10 October, 2007

Iliad vs the Odyssey

Reading The Odyssey is not much at all like reading The Iliad. Which is odd, because the same 750 B.C.-era blind bard supposedly wrote both.

The Iliad is an exhilarating read. Homer's perspective is foreign enough that reading this is like walking an intellectual tightrope. Exquisite care is required to comprehend and then apply to the reading certain Greek ideas, and even with this care, there remains an inexorable tension in the tale. The constant attempt to transcend mortality through heroism, while the reality of death is reinforced unremittingly by the encompassing war, gives the epic a tense and bleak feel at times. The book is undeniably dark, with its focus on the inexorability of death. Divorced from the theme, it is a grim and unattractive story - little more than a long sequence of beheadings and stabbings with no underlying purpose.

The Odyssey, however, is pushed forward by motives which are much more familiar to us now. Odysseus is propelled by his love of family and homeland; his journey is an attempt to gain those things dearest to him. He is guided in this quest by the virtue of hospitality - the supreme virtue practiced in the realm both of journeying and home life. A few of the themes from The Iliad are given cameo roles, but they do not thrust themselves so disconcertingly into the reader's attention as they do in the former epic. (This is not to say that the values of the Odyssey are never disconcerting, only that they aren't taken as a whole.)

The exhilaration gained from The Iliad's tension is replaced in the Odyssey by exhilarating language and an exciting variety of scenes. How often in The Iliad do we read of pear trees, olives, sacred groves, cyclopes, monstrous whirlpools, or anything of that type? But as vast the variety is, each scene draws attention to the importance of hospitality and the dire consequences resulting from sins against this virtue.

Variety in the Iliad would have detracted from the urgency of the theme. Death and dying are portrayed as inexorable, and the similarity of each warrior's death is in one of the technical means Homer uses to show that -as Achilles says - "death is the same for each man."

The Odyssey does not neglect the urgency of Odysseus' desire to return home. But the very nature of the theme allows variety to work well poetically in this story. Often when Odysseus encounters a new situation, he is greeted with either a breach or a reinforcement of the ways of hospitality. Each time this happens, the reader is reminded of Penelope and Telemachos and the suitors. A new type of tension arises with the question: How will Odysseus meet and root out these bad guests, these blasphemers against hospitality when he returns home? Will he return home and be successful in defending these values?

Perhaps reading the Odyssey feels less tense because it is the story of a single man. The massive outcry against death which drives The Iliad speaks to some part of us which is conscious still of the immortality we were created for and which is repelled by the thought of abandoning life. The Odyssey by contrast matters most to Odysseus.
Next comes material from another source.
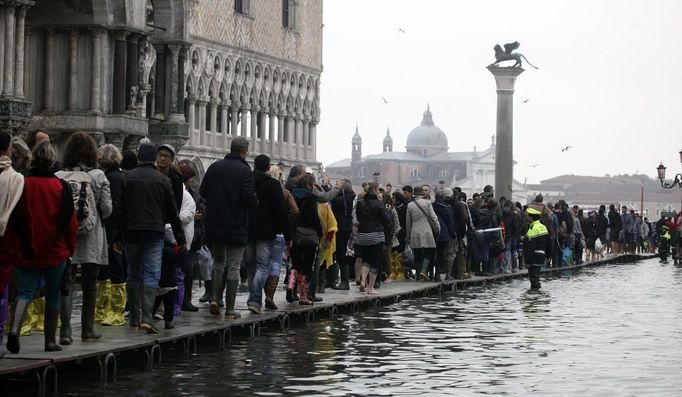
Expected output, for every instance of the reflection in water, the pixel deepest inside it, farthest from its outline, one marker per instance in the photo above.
(613, 330)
Though we can sympathize with his love for family, and though his journey to find that which is most meaningful in his life resonates with us all, for us it is by comparison a calm journey. The Iliad urgently questions the meaning of death. The urgency here however consists in a question more more hopeful and more easily answered: Will he ever get there? Will we ever get there?

It is a story of search for fulfillment, rather than of man's reaction to the threat of having this longed-for fulfillment threatened by the emptiness of Hades. The variety which makes the reading so immediately interesting reflects the variousness of every person's Odyssey in search of some sort of meaning. Guided like Odysseus by certain values, every individual is capable of searching for that which gives meaning to his life. After the tension and darkness of the Iliad, such a story can only seem profoundly hopeful.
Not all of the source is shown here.